Spiritual desolation versus depression
By Father Robert Gross
Special to The Witness
On the Second Sunday of Advent, I spoke about a common struggle that every Christian must face during the process of growing in holiness, purification and the test of faith. That struggle is discouragement. Discouragement for me is another name for spiritual desolation. Spiritual desolation is the experience of losing the sensible closeness to God in the life of faith and prayer. An example is dryness in prayer. Maybe you have felt close to God when you come to Mass, pray the Rosary, read a Bible passage or read some spiritual book. Maybe you feel close to God when you serve the needy at the food pantry or by thinking of others and serving others in your life. And then it becomes dry. You don’t feel connected. You feel uninspired by the very spiritual things that once inspired you.
That can happen in a vocation as well. When a newly married couple who were in love with each other, considerate of each other and vulnerable with each other, and then the saying goes, “the honeymoon has worn off.” In all these examples that I have cited I think desolation many times is more at work that clinical depression.
I am the first one to acknowledge and thank God for the great advances of psychological care. I have been one who has received counseling and also the benefit of medication. But many times in my experience people continue to be stuck, and I sometimes think people forget the spiritual reality that is happening. We have to remember that just as there is the Holy Spirit of God who is the Third Person of the Trinity, along with the reality of angels who are constantly serving God, there is also the weaker but potent influence of evil in our lives.
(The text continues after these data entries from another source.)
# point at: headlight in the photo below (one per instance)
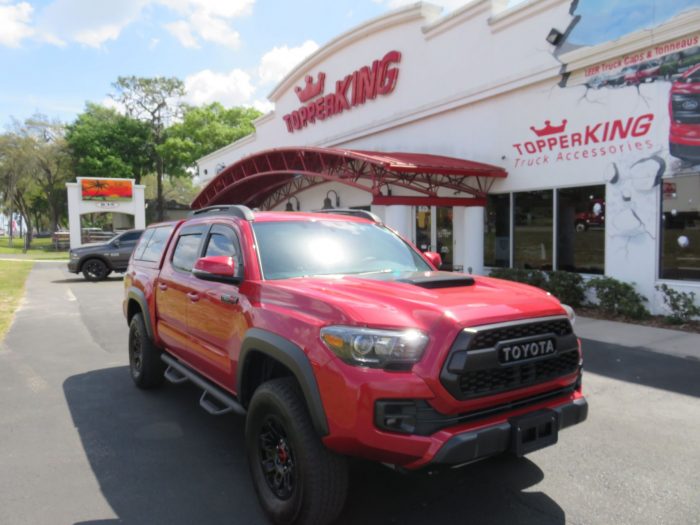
(375, 348)
(569, 313)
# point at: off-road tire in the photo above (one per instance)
(320, 477)
(145, 365)
(95, 270)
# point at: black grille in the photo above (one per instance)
(489, 338)
(685, 108)
(495, 380)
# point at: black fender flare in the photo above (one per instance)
(94, 256)
(134, 294)
(291, 356)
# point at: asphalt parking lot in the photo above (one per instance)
(80, 444)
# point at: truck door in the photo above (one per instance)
(176, 288)
(216, 321)
(124, 246)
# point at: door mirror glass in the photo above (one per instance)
(220, 268)
(434, 258)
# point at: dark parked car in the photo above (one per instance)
(98, 260)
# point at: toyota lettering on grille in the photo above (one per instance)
(512, 352)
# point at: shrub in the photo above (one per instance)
(618, 298)
(568, 287)
(520, 275)
(681, 304)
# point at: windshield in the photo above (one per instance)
(305, 248)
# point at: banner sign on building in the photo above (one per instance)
(106, 189)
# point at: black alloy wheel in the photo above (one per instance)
(95, 270)
(296, 478)
(145, 364)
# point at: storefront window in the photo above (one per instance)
(497, 231)
(423, 228)
(581, 229)
(532, 234)
(680, 228)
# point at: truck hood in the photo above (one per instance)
(91, 247)
(410, 300)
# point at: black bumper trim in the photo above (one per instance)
(485, 442)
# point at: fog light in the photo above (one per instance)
(396, 416)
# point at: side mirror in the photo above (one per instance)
(435, 259)
(218, 268)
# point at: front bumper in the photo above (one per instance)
(496, 439)
(74, 265)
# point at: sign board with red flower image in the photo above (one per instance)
(107, 189)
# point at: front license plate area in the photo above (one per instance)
(534, 431)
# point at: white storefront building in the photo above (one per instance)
(596, 181)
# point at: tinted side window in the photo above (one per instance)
(130, 236)
(186, 252)
(143, 243)
(219, 245)
(156, 244)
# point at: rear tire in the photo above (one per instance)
(95, 270)
(145, 364)
(296, 478)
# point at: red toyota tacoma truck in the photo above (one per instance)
(336, 337)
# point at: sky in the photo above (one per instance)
(57, 54)
(605, 20)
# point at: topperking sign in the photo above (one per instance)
(366, 83)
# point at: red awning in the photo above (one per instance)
(270, 177)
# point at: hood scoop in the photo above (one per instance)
(434, 280)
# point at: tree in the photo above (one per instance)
(158, 103)
(16, 166)
(105, 143)
(203, 130)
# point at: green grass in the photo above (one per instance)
(41, 249)
(13, 274)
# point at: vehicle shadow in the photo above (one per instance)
(642, 366)
(160, 459)
(83, 280)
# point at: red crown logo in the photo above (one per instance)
(310, 89)
(548, 129)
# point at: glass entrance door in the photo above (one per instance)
(424, 222)
(434, 232)
(444, 240)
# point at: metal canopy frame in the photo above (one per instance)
(268, 178)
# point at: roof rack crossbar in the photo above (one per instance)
(353, 213)
(237, 210)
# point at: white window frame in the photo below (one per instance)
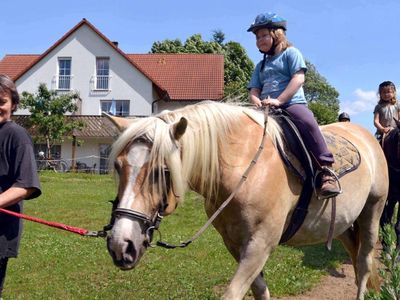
(64, 81)
(119, 107)
(102, 78)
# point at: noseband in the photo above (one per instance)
(150, 223)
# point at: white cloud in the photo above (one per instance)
(364, 101)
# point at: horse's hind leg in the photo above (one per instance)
(259, 288)
(351, 243)
(368, 223)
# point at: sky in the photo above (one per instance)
(353, 44)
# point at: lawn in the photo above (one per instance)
(54, 264)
The Bible calls him Satan or the Devil, and there are fallen angels whose one purpose is to destroy the beautiful dignity that God has given us by creating us and by redeeming us. Evil can pry on our thoughts. And I think that the source of much of our discouragement and desolation comes from listening to the thoughts that the Evil One places in our minds, and we believe the lies that he tells us.
One thought that comes into my mind as a priest and minister of the Gospel is this, “What’s the point in working so hard, you are never going to get people back to church. People are hopeless. The Gospel is not attractive anymore. You made a mistake in becoming a priest.”
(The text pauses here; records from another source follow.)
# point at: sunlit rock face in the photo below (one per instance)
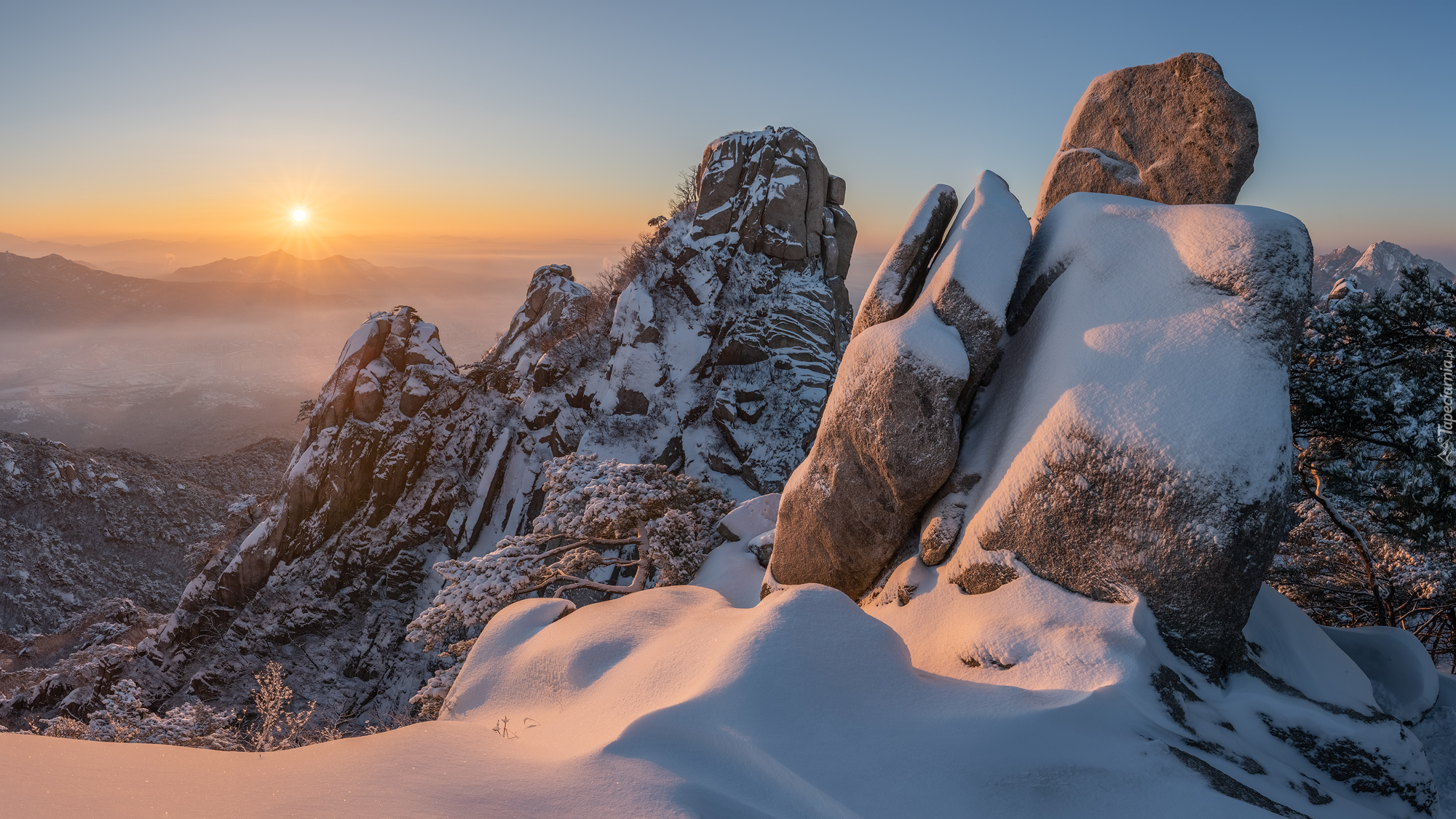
(716, 359)
(1135, 439)
(1174, 133)
(893, 426)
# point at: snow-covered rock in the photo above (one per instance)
(1174, 133)
(1401, 673)
(1377, 269)
(901, 277)
(893, 426)
(1135, 439)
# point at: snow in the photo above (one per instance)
(684, 701)
(1138, 346)
(918, 225)
(753, 516)
(1289, 644)
(988, 240)
(1401, 673)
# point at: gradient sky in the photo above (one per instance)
(553, 122)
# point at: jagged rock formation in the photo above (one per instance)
(901, 277)
(91, 541)
(78, 526)
(1174, 133)
(714, 359)
(330, 577)
(893, 426)
(1375, 269)
(1136, 438)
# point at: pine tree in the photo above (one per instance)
(1372, 404)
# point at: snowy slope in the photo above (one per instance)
(676, 703)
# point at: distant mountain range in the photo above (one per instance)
(55, 292)
(1377, 269)
(334, 274)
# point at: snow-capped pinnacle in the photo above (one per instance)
(1377, 267)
Sometimes those thoughts are very powerful. They can overwhelm me. But even though that causes doubt and sadness, I know that those voices are not from God. Those thoughts are trying to derail me from pursuing the good of preaching the good news of Jesus Christ!
What are the discouraging thoughts that you hear in your heart? Do you listen to them? If you do, then you are seeing the real root of your sin. Sin is believing the lie that evil puts in our minds and hearts. Sin is believing that God’s way isn’t necessarily better. Jesus says to that voice, “Be gone Satan!” In other words, get away from evil. Holy Spirit abide in me.
So who are you listening to in your life? Is it the constant good news of the Word of God and the teaching of the church, or is it the values of this world that conspire with the Evil One who ultimately wants to destroy our souls? The faith of Christ teaches us that God defeated Satan. Good is stronger than sin. Virtue is better than vice. Let us remember that when discouragement and desolation come our way. It will, because there are forces in the world that do not want you close to God. Reject those forces and welcome the goodness of Christ’s Holy Spirit in your life.
Just some musings from a priest who needs to hear this as much as anybody else!
Father Gross is pastor of the linked parishes in Calmar, Festina, Ossian and Spillville.